Deadbeat Dad Arrested on Return to U.S. for $139,000 in Outstanding Child Support - Southern Maryland Headline News

Deadbeat Dad Arrested on Return to U.S. for $139,000 in Outstanding Child Support

Passport Denial Program Catches Former St. Mary's County Resident Returning to Country with New Bride

BALTIMORE (Feb. 11, 2008) — Department of Human Resources (DHR) Secretary Brenda Donald announced today the State of Maryland recently collected one of the largest payments ever for nonpayment of child support when authorities arrested a 46 year-old Virginia man returning to the country after a Bahamian honeymoon with his new bride.

Maryland collected $139,000 in delinquent child support payments from Karl E. Hoffman, of Arlington, Va., formerly of Tall Timbers, St. Mary's County, after authorities detained him at the Miami-Dade International Airport upon Hoffman’s return home with his new bride. Hoffman was held when it was discovered that his passport had been flagged. A background check revealed that he was a six-figure child support delinquent. He was arrested on a criminal non-payment of child support warrant and was detained for two weeks in the Miami-Dade jail.
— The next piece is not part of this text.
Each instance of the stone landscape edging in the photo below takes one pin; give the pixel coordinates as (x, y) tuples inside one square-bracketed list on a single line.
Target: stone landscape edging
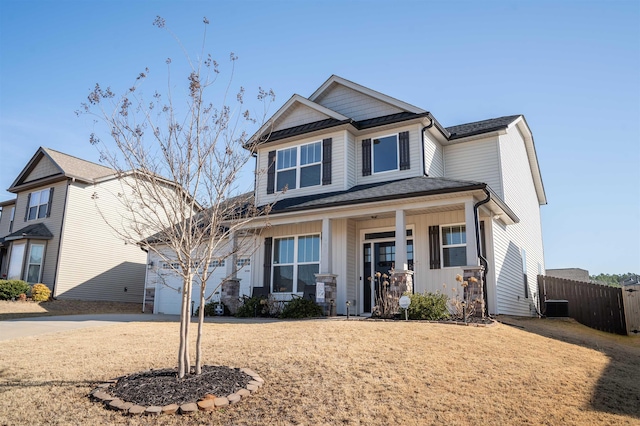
[(207, 403)]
Hoffman had only paid $200 since 2004 on a monthly child support obligation of $1,783. According to State authorities, for more than 3-1/2 years he had moved from state to state consequently, evading his responsibilities.
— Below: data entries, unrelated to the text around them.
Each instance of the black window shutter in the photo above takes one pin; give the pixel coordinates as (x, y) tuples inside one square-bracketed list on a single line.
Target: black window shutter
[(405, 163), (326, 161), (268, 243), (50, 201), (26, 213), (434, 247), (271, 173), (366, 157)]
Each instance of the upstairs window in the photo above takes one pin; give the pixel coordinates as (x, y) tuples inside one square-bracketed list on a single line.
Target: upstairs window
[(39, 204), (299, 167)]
After Hoffman's arrest, he immediately paid $30,000 of his arrearage. He was then extradited to St. Mary’s County, where a judge ordered him to three years in prison, with the term suspended contingent on his paying his full arrears by Feb. 1. The payment of $109,000 was made on January 24.

DHR officials say the case illustrates how Maryland is using the Passport Denial program to collect money that is needed to support children. Working in partnership with federal authorities, Maryland more than doubled the amount of child support collected under the passport denial program from 2006 to 2007, collecting $683 thousand last year. The Child Support Enforcement Administration (CSEA) collects nearly $500 million annually.

“Passport denial is an increasingly valuable tool,” said Brenda Donald, Secretary of the Maryland Department of Human Resources, which oversees CSEA. “We are using every option we can to bring people who owe child support back to the table and make sure they meet their financial obligation to their children.